As you may know, after calling .bind({foo:'bar'}) on a closure, you cannot access said foo property "externally"; however, inside the closure, this.foo works.
Also, when assigning something in such a way, you often face a throw: intermediary ... blah blah is undefined when you try access a property - directly after defining it. The code below fixes these issues but...
The problem is explained after the code:
"use strict";
if ('undefined' == typeof global)
{
    Object.defineProperty
    (
        window,'global',
        {
            writable:false,
            configurable:false,
            enumerable:false,
            value:window
        }
    );
}
Object.defineProperty
(
    Function.prototype, 'wrap',
    {
        writable:false,
        enumerable:false,
        configurable:false,
        value:function(jsob)
        {
            this.bind(jsob);
            for (var i in jsob)
            { this[i] = jsob[i]; }
            return this;
        }
    }
);
global.typeOf = function(data)
{
    if ((data === null) || (data === undefined))
    { return 'void'; }
    if ((data === true) || (data === false))
    { return 'bool'; }
    var tpof = (({}).toString.call(data).match(/\s([a-zA-Z]+)/)[1].toLowerCase());
    if ((tpof == 'array') || (tpof == 'htmlcollection') || (tpof == 'namednodemap'))
    { return 'list'; }
    if ((tpof == 'global') || (tpof == 'window'))
    { return 'glob'; }
    switch (tpof.substr(0,6))
    {
        case 'number': return 'unit';
        case 'string': return (/[^\x20-\x7E\t\r\n]/.test(data) ? 'blob' : 'text');
        case 'object': return 'jsob';
        case 'functi': return 'func';
        default: return 'node';
    }
}
.wrap
({
    list:'void bool unit text blob list jsob func node glob'.split(' '),
    init:function()
    {
        this.list.forEach(function(item)
        {
            global[(item.toUpperCase())] = item;
            global[('is'+(item[0].toUpperCase() + item.substr(1,item.length)))] = function(data)
            {
                return ((typeOf(data) == this.text) ? true : false);
            }
            .bind({text:item.toLowerCase()}); // <-- ISSUE
        });
        return this;
    }
}).init();
So the little wrapper above takes care of such weirdness; however, have a look on the line where <-- ISSUE is; see, I cannot use wrap() there, I have to use bind(), else - inside the function - this is undefined!!
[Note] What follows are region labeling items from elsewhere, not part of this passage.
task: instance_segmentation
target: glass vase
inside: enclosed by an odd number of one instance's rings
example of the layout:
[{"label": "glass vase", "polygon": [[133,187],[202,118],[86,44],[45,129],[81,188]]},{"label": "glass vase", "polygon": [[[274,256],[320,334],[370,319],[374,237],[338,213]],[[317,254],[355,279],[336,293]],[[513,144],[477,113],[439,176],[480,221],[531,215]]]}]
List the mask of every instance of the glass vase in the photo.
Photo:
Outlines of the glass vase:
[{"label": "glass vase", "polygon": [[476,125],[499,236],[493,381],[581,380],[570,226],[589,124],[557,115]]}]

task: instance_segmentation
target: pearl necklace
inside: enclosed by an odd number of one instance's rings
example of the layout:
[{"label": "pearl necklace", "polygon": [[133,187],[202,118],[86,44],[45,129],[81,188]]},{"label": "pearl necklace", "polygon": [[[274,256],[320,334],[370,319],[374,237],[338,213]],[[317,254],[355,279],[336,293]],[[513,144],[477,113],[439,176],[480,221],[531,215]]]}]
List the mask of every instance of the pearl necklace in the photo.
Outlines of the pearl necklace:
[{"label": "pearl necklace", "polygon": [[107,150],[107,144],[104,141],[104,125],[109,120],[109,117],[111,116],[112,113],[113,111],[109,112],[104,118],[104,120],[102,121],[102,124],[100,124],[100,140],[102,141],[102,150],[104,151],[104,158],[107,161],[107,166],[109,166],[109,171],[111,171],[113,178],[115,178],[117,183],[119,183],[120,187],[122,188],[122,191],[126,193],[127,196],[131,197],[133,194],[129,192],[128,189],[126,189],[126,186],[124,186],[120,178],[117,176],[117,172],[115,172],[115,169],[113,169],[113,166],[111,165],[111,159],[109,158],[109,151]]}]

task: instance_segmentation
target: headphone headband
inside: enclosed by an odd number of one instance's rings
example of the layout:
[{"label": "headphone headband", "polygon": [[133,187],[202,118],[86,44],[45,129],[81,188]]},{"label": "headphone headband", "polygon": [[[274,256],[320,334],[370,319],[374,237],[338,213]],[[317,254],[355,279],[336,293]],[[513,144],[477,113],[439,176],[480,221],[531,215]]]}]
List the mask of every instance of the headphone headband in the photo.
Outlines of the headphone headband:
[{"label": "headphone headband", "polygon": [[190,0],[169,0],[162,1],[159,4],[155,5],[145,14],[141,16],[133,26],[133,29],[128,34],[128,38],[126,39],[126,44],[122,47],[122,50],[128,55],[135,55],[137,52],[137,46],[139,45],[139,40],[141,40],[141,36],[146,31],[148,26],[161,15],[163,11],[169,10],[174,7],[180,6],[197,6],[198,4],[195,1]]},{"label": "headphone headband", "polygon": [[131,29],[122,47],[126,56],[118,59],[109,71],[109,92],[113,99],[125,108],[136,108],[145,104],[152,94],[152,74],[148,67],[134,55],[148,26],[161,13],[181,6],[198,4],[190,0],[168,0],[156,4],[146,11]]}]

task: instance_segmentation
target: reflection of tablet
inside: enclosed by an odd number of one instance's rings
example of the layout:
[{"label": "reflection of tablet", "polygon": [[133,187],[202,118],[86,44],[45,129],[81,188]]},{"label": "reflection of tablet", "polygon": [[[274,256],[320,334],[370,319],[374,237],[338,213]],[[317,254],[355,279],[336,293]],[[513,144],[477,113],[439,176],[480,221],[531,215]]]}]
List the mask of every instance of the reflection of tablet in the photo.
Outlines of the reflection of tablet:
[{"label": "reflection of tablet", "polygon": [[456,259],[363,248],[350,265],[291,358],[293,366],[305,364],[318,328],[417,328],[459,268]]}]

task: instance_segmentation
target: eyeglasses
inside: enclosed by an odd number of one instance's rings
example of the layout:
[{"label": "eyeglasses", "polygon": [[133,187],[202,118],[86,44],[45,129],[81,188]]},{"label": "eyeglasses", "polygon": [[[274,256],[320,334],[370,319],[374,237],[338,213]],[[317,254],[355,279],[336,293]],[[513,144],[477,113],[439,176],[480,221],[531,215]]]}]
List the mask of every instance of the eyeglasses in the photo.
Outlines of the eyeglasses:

Let me clarify: If you use the entire code just as it is above in <script> tags inside a brand-spanking-new html file; just change that ISSUE line's bind word to: wrap; then try something like: isText("bite me!");
You will see an error that specifies something like:
cannot read property "text" from undefined ..
so; if you do a console.log(this) inside that function definition there; you will see undefined.
If anyone could help fixing this, or at least explain why this is happening, I'd really appreciate the input.